List price: £31,995; monthly cost: £439; initial rental: £3950; term: 48 months; annual mileage: 8000
Land Rover Discovery Sport P200 R-Dynamic S
After a recent refresh, the Discovery Sport’s appeal is greater than ever. Packing the premium lustre of a Range Rover into a relatively compact seven-seater with unrivalled off-road ability, it’s a hugely capable family car. Sure, the turbo petrol engine has a lot of work to do, but it’s sufficiently smooth and mated to a hassle-free nine-speed automatic ’box, while the chassis delivers a fine blend of sure-footedness and suppleness on the road. It’s a better 4×4 by far for those who enjoy driving.
List price: £41,370; monthly cost: £382; initial rental: £3445; term: 48 months; annual mileage: 8000
How does leasing work?
A lease is essentially a long-term rental agreement, so you never own the car and, unlike with a PCP, you don’t get the chance to buy it at the end of the term.

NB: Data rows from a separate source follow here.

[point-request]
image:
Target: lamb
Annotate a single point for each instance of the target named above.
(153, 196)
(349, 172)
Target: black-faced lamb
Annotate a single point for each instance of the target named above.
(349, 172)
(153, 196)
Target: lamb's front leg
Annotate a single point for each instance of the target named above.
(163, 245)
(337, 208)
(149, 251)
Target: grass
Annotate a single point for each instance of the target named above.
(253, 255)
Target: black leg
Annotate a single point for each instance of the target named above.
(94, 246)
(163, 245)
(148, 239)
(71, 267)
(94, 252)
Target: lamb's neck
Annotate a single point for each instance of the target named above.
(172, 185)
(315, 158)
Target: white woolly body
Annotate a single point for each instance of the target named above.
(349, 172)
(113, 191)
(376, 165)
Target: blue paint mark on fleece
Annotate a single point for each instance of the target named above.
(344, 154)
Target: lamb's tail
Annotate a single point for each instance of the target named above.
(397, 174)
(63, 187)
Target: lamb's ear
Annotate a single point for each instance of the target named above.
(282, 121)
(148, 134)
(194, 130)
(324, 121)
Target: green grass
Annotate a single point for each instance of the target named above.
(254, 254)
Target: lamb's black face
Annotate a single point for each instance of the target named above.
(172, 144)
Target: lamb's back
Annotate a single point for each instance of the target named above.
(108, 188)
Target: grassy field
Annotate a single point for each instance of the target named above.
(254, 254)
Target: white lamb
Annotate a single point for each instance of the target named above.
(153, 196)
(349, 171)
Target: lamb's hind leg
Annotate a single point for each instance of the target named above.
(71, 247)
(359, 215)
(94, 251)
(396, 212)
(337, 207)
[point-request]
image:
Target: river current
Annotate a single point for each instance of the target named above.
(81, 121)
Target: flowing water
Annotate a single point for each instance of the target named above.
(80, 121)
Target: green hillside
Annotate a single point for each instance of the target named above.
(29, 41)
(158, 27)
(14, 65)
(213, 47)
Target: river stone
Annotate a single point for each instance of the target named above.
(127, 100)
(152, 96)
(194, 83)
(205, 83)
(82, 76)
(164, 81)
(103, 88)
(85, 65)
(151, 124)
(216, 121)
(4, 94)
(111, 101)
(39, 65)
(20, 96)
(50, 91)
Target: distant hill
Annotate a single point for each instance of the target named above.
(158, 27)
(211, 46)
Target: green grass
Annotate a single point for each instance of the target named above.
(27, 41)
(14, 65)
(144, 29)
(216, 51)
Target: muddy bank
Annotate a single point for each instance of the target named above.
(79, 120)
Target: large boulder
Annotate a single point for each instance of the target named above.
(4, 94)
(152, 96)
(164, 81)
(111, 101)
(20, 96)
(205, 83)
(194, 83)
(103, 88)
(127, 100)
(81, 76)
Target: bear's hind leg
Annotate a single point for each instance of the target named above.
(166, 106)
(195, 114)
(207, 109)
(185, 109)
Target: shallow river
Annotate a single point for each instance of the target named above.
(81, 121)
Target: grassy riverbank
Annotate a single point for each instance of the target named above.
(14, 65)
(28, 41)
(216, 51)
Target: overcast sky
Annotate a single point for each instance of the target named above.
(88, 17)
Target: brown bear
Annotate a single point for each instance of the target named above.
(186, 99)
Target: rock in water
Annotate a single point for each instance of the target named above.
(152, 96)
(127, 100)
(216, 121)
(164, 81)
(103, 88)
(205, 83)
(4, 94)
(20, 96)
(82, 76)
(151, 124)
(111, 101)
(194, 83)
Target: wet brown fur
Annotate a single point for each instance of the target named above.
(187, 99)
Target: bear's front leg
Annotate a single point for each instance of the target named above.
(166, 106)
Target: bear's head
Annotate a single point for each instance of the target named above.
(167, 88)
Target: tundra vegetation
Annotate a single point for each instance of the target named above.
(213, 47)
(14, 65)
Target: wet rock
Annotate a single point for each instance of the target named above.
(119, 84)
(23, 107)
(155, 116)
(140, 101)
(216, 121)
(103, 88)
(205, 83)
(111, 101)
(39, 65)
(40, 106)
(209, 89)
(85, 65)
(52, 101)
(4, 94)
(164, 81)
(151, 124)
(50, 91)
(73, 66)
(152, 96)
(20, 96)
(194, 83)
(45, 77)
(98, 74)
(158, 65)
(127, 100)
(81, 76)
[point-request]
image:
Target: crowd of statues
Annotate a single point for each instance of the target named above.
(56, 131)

In many respects, it’s an expensive option, because you never get anything to show for your investment, other than use of the car. But the flip side is that the monthly payments are a lot lower than those of PCPs, as is the initial rental or deposit. Most firms will allow you to vary this, but it’s usually six months up front. And given that so few people decide to buy their car at the end of their PCP anyway, instead swapping into another new car, it’s easily arguable that leasing makes more sense.
What to watch out for
As with all financial matters, whip out your calculator before taking the plunge, so you can make sure that eye-catching monthly rental doesn’t hide some nasty surprises.
Bear in mind leasing makes most sense with higher-value vehicles; with city cars and superminis, your total spend would sometimes be near enough the value of the car.
Read the small print, because most will hand out hefty fines if you exceed your agreed mileage limit or return the car damaged. There will also be an admin fee on top of the initial rental, so make sure you know how much you’ll be paying.